Estedt l Die Mitglieder des Bauausschusses der Hansestadt sahen Klärungsbedarf. Umbau und Sanierung der Kindertagesstätte Estedt zu einem Kinderzentrum sind teurer ausgefallen als ursprünglich geplant. Und zwar viel teurer. Für die Gesamtbaumaßnahme werden voraussichtlich Mehrkosten von 700.000 Euro anfallen. Um sich ein Bild vor Ort zu machen, tagte der Bauausschuss auf der Baustelle.
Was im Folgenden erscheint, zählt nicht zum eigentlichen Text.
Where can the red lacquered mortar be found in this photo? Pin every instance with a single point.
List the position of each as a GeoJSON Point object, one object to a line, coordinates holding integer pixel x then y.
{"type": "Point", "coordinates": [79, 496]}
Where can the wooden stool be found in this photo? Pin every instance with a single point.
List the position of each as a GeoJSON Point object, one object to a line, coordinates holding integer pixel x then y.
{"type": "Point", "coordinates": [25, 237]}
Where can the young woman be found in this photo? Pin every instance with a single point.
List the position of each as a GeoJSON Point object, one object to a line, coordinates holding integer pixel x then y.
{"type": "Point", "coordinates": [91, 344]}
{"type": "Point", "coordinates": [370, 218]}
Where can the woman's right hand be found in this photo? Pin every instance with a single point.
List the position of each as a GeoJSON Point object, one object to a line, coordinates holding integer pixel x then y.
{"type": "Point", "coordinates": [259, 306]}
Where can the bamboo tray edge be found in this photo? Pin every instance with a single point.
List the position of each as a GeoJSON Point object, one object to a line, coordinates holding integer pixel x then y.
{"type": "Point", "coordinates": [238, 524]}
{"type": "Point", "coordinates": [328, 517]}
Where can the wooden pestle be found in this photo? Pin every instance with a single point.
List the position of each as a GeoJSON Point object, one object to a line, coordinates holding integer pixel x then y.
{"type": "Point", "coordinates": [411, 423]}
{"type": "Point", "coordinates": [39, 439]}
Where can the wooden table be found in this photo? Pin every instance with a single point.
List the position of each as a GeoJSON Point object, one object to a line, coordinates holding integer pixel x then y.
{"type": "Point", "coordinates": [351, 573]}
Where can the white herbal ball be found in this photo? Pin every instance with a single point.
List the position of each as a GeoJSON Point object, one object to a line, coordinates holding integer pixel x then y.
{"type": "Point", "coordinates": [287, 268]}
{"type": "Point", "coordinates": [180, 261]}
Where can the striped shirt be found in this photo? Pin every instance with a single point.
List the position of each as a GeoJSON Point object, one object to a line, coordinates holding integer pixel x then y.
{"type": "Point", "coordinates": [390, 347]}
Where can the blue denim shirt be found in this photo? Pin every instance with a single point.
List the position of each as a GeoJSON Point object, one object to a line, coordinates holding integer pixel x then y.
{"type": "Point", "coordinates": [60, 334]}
Nicht nur Mitglieder, auch interessierte Einwohner besuchten die öffentliche Sitzung,

Planer Lutz Pfeiffer und Architekt Matthias Schlechter erläuterten, weshalb die Kosten in die Höhe stiegen. So seien rund 94.000 Euro an Nachtragsleistungen zu erbringen. Den größten Posten nimmt dabei der Austausch von vier Geschossdecken ein. Mehr als 70.000 Euro mache dies aus. „Wir konnten erst, als der Fußboden aus dem Geschoss darüber herausgenommen war, erkennen, dass die Decken durchhängen. Um bis zu fünf Zentimeter“, berichtete Planer Lutz Pfeiffer. Grundsätzlich sei dies kein Problem, wenn die statische Berechnung dem nichts entgegenzusetzen hat. Nach dem Abbruch des Estrichs im Obergeschoss wurde aber sichtbar, dass die Decken an ihren Auflagen und der Längsachse gerissen waren, eine dauerhafte Stabilität nicht gegeben war. „Wir hätten die Decken überlastet. Das konnten wir nicht machen“, begründete Pfeiffer. Die neuen Decken wurden mittlerweile eingezogen, haben eine Verzögerung von fünf bis sechs Wochen verursacht, wie Pfeifer sagte.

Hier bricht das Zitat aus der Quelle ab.